Paul Craig Roberts – Je ne pense pas qu’elle comprenne que c’est ce qu’elle est en train de faire, mais, oui, c’est ce qu’elle fait. La Russie vend toujours des ressources stratégiques à l’Occident et accepte d’être payée en dollars et en euros, ce qui renforce les monnaies des ennemis de la Russie et affaiblit le rouble. Pour être précis, la banque centrale russe subventionne le succès des sanctions occidentales. C’est insensé.
Et encore d’autres informations sur la Banque Centrale Russe dans un article précédent de Paul Craig Roberts :
« La Russie a l’occasion, créée exprès pour elle par les sanctions, de corriger sa tragique erreur stratégique d’avoir permis aux étrangers d’acheter ses actifs productifs. La Russie peut nationaliser les actifs détenus par les entreprises des pays qui lui appliquent des sanctions. Les pays sanctionneurs volent les dépôts bancaires russes, la Russie devrait donc user de représailles en mettant la main sur leurs actifs réels.
On peut se demander pourquoi la Russie n’a pris aucune de ces mesures qui eussent provoqué des cris d’agonie instantanés de la part de l’imbécile Occident et la fin immédiate de toutes les sanctions comme de toute la propagande russophobe. La Russie peut dicter les termes. Pourquoi n’use-t-elle pas de ce pouvoir ?…
Si la Russie se châtre elle-même en refusant de jouer sa main gagnante, elle sera mise à terre par sa propre bêtise, non par les sanctions occidentales. » (« Washington et Moscou se disputent le prix de la stupidité », Site Web de Paul Craig Roberts)
Question 4 – La Russie est maintenant le pays le plus sanctionné au monde. Ces sanctions ont été imposées de manière arbitraire et sans examen par l’OMC, sans l’approbation du Conseil de sécurité des Nations unies et sans aucun respect de la procédure. La Russie n’a eu aucune possibilité de se défendre devant un tribunal ou de faire valoir ses arguments devant un tribunal approuvé par la communauté internationale. Comment expliquez-vous le fait que la majorité des Américains applaudissent avec enthousiasme cet abus de pouvoir antidémocratique, clairement conçu pour infliger un maximum de souffrance au peuple russe ?

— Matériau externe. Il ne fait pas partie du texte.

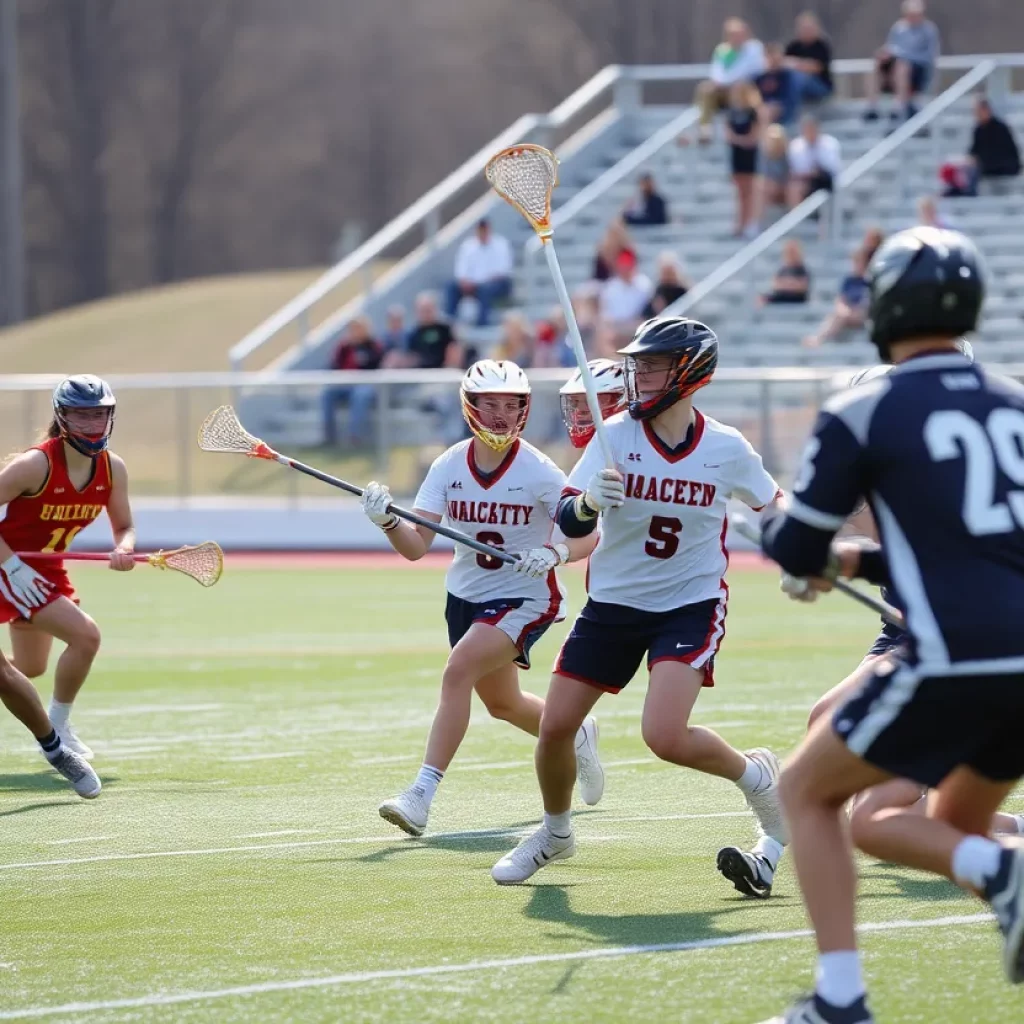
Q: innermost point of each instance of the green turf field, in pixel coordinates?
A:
(235, 868)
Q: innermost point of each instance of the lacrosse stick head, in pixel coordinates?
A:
(222, 431)
(202, 562)
(525, 176)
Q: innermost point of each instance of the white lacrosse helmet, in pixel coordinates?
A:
(609, 382)
(486, 390)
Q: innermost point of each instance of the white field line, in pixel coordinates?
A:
(363, 977)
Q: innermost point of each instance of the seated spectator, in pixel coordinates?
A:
(742, 132)
(616, 240)
(739, 57)
(814, 161)
(774, 167)
(672, 285)
(356, 349)
(792, 283)
(777, 87)
(431, 343)
(517, 340)
(482, 270)
(906, 62)
(809, 57)
(649, 209)
(850, 309)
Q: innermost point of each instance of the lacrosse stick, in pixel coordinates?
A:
(525, 176)
(887, 611)
(204, 562)
(222, 431)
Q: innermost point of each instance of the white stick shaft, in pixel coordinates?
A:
(579, 351)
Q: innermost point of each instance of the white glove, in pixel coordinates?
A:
(376, 504)
(539, 562)
(605, 491)
(28, 586)
(798, 589)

Paul Craig Roberts – Les Américains, comme les Canadiens et les Européens, n’ont pas de médias indépendants qui rendent compte honnêtement des situations. En lieu et place, l’Occident de voit octroyer par l’élite dirigeante, un récit aussitôt transvasé dans la tête des gens par les journaputes (« presstitutes ») qui, par matraquage pur et simple, métamorphosent les mensonges en vérité et la fiction en fait.
Il n’y a pas de tribunaux ou de lois internationales qui puissent être opposés à l’Occident. L’erreur de la Russie est de répondre aux accusations. Elle devrait les ignorer et vaquer à ses affaires. Ce qu’elle devrait préciser, ce ne sont pas les faits, puisque les faits n’ont aucune importance dans le monde occidental. Elle devrait préciser clairement ce que sont ses lignes rouges et prouver qu’elle ne parle pas en l’air en détruisant dans l’instant quiconque les franchirait. C’est uniquement de cette façon que la Russie pourra voir la fin des provocations occidentales et le monde connaîtra la paix.

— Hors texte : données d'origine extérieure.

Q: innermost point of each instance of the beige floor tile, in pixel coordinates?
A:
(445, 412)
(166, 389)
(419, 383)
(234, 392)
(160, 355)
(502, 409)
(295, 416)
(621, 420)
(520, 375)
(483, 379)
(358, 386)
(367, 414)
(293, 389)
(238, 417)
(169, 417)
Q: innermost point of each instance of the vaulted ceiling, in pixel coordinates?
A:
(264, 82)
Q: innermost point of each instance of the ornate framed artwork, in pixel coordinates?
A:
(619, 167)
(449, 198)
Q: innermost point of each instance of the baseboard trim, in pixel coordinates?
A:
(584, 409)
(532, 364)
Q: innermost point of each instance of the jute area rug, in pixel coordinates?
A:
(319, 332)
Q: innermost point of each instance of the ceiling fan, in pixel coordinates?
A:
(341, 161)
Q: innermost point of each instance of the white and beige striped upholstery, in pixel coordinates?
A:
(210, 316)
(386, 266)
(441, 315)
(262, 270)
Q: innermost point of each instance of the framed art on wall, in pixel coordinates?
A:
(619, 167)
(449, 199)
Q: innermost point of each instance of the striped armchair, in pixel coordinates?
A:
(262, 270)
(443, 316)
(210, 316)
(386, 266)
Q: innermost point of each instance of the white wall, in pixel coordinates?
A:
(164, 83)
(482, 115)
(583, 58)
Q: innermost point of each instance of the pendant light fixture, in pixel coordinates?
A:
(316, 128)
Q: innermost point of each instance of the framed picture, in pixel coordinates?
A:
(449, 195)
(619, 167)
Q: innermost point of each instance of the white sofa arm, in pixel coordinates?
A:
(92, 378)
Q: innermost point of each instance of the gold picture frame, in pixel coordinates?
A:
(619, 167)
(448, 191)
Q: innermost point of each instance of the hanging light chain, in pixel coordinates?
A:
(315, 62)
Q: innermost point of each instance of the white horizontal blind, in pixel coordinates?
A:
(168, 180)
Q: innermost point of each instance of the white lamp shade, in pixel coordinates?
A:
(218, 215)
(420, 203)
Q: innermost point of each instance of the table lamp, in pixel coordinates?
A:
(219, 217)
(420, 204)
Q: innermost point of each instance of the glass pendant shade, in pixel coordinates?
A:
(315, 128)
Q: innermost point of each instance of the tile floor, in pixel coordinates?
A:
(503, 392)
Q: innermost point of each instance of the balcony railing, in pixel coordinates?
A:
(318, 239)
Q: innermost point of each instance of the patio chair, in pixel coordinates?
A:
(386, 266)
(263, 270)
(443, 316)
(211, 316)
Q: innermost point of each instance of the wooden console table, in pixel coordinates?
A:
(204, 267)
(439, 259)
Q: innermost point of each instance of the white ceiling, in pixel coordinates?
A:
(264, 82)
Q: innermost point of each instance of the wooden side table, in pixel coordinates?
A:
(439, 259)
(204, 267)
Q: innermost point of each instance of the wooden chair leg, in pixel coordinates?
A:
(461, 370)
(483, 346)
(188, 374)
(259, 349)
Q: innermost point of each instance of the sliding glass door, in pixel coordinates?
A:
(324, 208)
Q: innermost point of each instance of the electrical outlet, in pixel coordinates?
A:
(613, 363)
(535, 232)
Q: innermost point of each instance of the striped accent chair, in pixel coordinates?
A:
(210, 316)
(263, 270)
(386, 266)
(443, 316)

Question 5/ La mort de George Floyd a déclenché une vague de protestations antiracistes dans tout le pays. Le parti démocrate a embrassé ces manifestations et dénigré tous ceux qui hésitaient à offrir leur soutien inconditionnel. Aujourd’hui, ces mêmes faux libéraux expriment ouvertement leur haine débridée pour tout ce qui est russe. Comment expliquez-vous cette vague de haine ethnique qui s’est emparée du peuple américain, en particulier de ces gens qui ne ratent aucune occasion de nous rappeler combien ils sont antiracistes et vertueux ?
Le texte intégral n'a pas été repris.